God of War
Robert E. Vardeman
Matthew Stover
PROLOGUE
At the brink of nameless cliffs he stands: a statue in travertine, pale as the clouds above. He can see no colors of life, not the scarlet slashes of his own tattoos, not the putrefying shreds of his wrists where chains were ripped from his flesh. His eyes are as black as the storm-churned Aegean below, set in a face whiter than the foam that boils among the jagged rocks.
Ashes, only ashes, despair, and the lash of winter rain: These are his wages for ten years’ service to the gods. Ashes and rot and decay, a cold and lonely death.
His only dream now is of oblivion.
He has been called the Ghost of Sparta. He has been called the Fist of Ares and the Champion of Athena. He has been called a warrior. A murderer. A monster.
He is all of these things. And none of them.
His name is Kratos, and he knows who the real monsters are.

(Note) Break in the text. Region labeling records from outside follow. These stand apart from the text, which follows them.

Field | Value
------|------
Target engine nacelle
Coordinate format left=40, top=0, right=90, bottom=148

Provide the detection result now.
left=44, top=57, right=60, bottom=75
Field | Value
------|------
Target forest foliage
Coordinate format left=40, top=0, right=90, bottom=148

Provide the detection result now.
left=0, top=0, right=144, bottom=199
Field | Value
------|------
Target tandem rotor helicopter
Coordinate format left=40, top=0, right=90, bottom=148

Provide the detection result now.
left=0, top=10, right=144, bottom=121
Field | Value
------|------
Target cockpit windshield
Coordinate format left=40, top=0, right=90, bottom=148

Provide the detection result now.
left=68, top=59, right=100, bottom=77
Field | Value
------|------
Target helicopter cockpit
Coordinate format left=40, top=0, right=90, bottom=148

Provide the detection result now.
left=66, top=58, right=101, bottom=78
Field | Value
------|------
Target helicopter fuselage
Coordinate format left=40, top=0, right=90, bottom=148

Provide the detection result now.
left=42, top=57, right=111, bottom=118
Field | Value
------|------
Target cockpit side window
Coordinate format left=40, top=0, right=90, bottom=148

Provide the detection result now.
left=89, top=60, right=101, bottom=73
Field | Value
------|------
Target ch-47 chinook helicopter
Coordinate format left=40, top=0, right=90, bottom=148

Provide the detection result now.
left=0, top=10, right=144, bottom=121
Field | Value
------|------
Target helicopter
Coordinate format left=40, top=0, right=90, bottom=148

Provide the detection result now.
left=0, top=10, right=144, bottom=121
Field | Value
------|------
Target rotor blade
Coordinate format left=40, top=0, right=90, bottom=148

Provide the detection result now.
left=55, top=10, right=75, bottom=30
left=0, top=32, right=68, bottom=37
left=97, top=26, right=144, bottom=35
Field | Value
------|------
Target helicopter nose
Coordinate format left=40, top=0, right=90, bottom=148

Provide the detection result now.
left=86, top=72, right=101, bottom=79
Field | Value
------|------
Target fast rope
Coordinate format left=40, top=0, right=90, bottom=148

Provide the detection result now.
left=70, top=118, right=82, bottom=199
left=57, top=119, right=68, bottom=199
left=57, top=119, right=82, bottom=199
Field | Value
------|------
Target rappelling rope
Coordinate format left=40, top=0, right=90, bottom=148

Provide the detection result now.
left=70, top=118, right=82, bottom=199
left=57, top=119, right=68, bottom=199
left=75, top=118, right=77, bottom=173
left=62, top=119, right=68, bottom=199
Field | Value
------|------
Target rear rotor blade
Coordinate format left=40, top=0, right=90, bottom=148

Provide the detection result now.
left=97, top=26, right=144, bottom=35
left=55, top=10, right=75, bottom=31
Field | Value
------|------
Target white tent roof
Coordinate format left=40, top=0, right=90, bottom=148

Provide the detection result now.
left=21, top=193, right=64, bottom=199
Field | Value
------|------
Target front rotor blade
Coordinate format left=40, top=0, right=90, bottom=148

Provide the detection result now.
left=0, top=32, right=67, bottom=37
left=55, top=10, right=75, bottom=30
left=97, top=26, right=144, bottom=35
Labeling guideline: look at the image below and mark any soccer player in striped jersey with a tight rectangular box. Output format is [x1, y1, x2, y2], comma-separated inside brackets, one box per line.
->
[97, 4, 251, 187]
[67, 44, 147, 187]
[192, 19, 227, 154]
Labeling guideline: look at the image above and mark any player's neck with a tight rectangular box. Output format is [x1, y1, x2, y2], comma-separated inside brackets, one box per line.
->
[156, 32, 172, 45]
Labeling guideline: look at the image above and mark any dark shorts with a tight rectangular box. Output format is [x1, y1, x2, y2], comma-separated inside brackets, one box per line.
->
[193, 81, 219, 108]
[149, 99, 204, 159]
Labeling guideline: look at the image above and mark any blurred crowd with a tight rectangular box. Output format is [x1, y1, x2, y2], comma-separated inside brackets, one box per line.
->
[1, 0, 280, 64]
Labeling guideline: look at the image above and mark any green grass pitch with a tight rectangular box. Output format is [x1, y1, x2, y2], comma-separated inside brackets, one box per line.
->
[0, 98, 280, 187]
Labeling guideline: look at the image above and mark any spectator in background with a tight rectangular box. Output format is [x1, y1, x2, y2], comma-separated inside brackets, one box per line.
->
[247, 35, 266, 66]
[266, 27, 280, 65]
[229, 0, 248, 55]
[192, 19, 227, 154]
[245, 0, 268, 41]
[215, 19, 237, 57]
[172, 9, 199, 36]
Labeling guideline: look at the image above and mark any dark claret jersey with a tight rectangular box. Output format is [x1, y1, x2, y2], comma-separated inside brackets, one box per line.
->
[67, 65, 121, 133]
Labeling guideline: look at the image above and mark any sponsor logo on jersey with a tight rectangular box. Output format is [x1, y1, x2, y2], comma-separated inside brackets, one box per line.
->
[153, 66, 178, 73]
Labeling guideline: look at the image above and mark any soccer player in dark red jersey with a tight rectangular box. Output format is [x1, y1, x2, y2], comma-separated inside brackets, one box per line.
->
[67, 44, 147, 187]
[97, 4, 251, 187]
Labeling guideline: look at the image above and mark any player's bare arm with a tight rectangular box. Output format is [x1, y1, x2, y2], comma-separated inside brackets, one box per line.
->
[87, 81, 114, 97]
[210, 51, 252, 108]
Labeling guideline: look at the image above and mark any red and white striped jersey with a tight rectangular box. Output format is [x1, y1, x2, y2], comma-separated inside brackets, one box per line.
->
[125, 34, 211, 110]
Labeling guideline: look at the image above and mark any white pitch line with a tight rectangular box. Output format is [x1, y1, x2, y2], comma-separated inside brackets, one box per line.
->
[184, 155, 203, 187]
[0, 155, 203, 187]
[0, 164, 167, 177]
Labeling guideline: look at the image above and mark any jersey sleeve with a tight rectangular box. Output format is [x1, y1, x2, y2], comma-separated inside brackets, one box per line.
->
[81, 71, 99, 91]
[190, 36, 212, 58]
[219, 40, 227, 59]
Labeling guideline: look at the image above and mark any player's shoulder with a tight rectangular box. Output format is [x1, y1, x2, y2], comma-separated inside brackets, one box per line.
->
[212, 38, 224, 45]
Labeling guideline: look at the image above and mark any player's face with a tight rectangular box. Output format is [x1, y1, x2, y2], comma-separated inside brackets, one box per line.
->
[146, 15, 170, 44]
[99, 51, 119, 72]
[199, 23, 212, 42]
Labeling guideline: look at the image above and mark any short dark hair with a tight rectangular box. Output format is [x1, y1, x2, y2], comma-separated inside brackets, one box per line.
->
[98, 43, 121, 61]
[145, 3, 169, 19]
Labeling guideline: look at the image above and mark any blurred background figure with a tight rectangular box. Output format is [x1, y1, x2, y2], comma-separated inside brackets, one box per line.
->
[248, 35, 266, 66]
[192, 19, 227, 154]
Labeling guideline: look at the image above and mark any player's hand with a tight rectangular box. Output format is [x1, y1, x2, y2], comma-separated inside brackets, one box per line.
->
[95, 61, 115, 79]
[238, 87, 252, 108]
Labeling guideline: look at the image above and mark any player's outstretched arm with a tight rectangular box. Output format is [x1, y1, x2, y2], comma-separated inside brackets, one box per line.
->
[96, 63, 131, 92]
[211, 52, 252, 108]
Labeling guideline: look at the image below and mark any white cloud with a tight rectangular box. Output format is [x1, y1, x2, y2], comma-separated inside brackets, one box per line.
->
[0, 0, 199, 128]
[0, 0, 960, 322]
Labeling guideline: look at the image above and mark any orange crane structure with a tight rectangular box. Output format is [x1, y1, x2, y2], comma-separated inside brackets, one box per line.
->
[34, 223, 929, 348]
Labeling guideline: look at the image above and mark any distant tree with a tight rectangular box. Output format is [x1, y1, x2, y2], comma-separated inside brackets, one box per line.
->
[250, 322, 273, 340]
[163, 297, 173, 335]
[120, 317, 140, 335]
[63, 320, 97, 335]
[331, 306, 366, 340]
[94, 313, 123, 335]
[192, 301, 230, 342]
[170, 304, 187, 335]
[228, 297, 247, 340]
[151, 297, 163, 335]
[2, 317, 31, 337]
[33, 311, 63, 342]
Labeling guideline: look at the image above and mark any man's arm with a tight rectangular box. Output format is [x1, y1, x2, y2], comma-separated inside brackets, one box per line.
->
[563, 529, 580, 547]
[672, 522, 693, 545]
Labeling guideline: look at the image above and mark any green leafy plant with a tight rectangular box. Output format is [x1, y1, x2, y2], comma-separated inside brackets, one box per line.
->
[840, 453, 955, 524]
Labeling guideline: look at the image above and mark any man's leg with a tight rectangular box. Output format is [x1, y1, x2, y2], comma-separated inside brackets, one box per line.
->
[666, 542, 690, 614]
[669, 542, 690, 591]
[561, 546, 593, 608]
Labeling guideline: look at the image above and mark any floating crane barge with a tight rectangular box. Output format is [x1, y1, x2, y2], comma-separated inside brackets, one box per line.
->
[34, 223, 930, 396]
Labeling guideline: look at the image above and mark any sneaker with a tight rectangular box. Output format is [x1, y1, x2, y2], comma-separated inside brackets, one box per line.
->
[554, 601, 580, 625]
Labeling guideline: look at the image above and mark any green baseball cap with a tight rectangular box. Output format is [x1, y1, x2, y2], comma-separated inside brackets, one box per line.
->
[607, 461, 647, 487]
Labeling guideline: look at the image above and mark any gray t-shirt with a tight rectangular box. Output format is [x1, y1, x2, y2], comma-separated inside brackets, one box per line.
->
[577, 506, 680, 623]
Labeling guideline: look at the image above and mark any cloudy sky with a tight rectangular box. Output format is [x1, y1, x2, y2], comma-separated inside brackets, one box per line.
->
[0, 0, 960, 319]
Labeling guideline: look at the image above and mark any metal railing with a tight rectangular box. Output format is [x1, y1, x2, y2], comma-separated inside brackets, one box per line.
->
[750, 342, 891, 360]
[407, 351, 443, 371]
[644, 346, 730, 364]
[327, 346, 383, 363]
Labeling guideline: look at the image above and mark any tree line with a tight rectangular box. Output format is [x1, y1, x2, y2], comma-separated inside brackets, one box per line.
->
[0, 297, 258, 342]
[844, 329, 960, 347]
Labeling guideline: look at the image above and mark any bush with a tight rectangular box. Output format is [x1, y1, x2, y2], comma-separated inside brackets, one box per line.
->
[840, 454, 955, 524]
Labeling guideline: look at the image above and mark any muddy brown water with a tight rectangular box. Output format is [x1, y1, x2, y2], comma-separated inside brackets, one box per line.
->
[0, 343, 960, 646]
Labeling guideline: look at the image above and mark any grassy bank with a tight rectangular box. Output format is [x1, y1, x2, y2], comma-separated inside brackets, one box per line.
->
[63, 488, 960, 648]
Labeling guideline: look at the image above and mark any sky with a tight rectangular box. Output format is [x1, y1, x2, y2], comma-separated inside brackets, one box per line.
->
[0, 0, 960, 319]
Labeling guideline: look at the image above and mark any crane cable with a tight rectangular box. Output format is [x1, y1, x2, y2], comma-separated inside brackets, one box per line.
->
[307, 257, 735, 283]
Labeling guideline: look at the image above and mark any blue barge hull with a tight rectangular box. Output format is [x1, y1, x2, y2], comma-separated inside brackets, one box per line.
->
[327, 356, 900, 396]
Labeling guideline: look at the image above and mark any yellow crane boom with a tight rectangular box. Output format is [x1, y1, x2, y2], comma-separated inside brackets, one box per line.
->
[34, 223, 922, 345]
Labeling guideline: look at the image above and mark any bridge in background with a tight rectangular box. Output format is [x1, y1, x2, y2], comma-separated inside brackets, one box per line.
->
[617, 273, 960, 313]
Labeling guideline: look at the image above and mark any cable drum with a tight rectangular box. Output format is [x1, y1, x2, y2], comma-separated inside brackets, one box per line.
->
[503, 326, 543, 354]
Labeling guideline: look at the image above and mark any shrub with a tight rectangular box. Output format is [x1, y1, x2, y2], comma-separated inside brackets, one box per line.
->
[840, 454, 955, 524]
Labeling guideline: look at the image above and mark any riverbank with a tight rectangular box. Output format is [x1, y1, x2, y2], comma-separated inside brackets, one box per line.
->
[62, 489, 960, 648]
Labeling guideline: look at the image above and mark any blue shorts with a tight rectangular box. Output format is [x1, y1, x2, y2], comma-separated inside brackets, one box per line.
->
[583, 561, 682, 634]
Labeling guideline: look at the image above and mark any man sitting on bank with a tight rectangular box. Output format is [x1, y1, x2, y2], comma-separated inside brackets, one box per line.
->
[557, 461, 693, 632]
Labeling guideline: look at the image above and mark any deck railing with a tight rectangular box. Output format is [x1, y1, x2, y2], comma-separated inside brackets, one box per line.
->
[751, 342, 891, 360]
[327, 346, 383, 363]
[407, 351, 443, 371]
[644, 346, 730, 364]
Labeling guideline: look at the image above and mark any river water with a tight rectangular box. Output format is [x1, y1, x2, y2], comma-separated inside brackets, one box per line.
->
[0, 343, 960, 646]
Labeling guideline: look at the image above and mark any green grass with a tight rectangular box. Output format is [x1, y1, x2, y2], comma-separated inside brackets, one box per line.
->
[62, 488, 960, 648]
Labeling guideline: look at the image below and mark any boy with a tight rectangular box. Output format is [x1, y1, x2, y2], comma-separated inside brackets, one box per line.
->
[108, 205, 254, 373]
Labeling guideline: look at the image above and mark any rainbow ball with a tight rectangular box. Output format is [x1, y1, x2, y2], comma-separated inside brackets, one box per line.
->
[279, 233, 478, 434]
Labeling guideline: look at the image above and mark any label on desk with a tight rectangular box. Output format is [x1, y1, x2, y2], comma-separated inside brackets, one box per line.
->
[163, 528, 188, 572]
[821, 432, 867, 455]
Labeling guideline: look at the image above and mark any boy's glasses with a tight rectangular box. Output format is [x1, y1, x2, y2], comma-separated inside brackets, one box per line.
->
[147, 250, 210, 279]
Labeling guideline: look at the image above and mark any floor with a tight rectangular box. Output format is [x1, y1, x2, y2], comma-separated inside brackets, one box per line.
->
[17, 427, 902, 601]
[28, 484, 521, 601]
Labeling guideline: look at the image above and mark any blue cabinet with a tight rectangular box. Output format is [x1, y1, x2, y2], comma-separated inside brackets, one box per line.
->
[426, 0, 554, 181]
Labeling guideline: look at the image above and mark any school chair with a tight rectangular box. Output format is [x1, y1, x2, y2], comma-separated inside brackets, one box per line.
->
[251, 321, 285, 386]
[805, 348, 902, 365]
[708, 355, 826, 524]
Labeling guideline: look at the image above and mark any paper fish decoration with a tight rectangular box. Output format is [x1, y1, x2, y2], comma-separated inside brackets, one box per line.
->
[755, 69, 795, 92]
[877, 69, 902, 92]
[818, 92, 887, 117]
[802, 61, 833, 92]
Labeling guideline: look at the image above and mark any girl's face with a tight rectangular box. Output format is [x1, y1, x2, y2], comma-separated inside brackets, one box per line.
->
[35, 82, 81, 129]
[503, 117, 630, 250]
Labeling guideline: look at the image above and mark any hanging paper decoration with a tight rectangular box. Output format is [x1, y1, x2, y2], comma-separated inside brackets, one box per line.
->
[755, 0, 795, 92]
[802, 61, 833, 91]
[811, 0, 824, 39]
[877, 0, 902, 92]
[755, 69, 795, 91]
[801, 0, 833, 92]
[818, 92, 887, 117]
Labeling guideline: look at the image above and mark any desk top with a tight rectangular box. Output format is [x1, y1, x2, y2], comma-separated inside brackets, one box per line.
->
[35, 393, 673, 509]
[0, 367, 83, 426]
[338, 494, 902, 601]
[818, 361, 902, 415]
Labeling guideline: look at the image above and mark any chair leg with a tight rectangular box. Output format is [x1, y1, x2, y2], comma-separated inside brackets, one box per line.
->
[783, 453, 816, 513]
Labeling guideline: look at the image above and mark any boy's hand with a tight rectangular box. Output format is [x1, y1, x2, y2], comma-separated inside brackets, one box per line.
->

His arms hang, their vast cords of knotted muscle limp and useless now. His hands bear the hardened callus not only of sword and Spartan javelin but of the Blades of Chaos, the Trident of Poseidon, and even the legendary Thunderbolt of Zeus. These hands have taken more lives than Kratos has taken breaths, but they have no weapon now to hold. These hands will not even flex and curl into fists. All they can feel is the slow trickle of blood and pus that drips from his torn wrists.
His wrists and forearms are the true symbol of his service to the gods. The ragged strips of flesh flutter in the cruel wind, blackening with rot; even the bone itself bears the scars of the chains that once were fused there: the chains of the Blades of Chaos. Those chains are gone now, ripped from him by the very god who inflicted them upon him. Those chains not only joined him to the blades and the blades to him; those chains were the bonds shackling him to the service of the gods.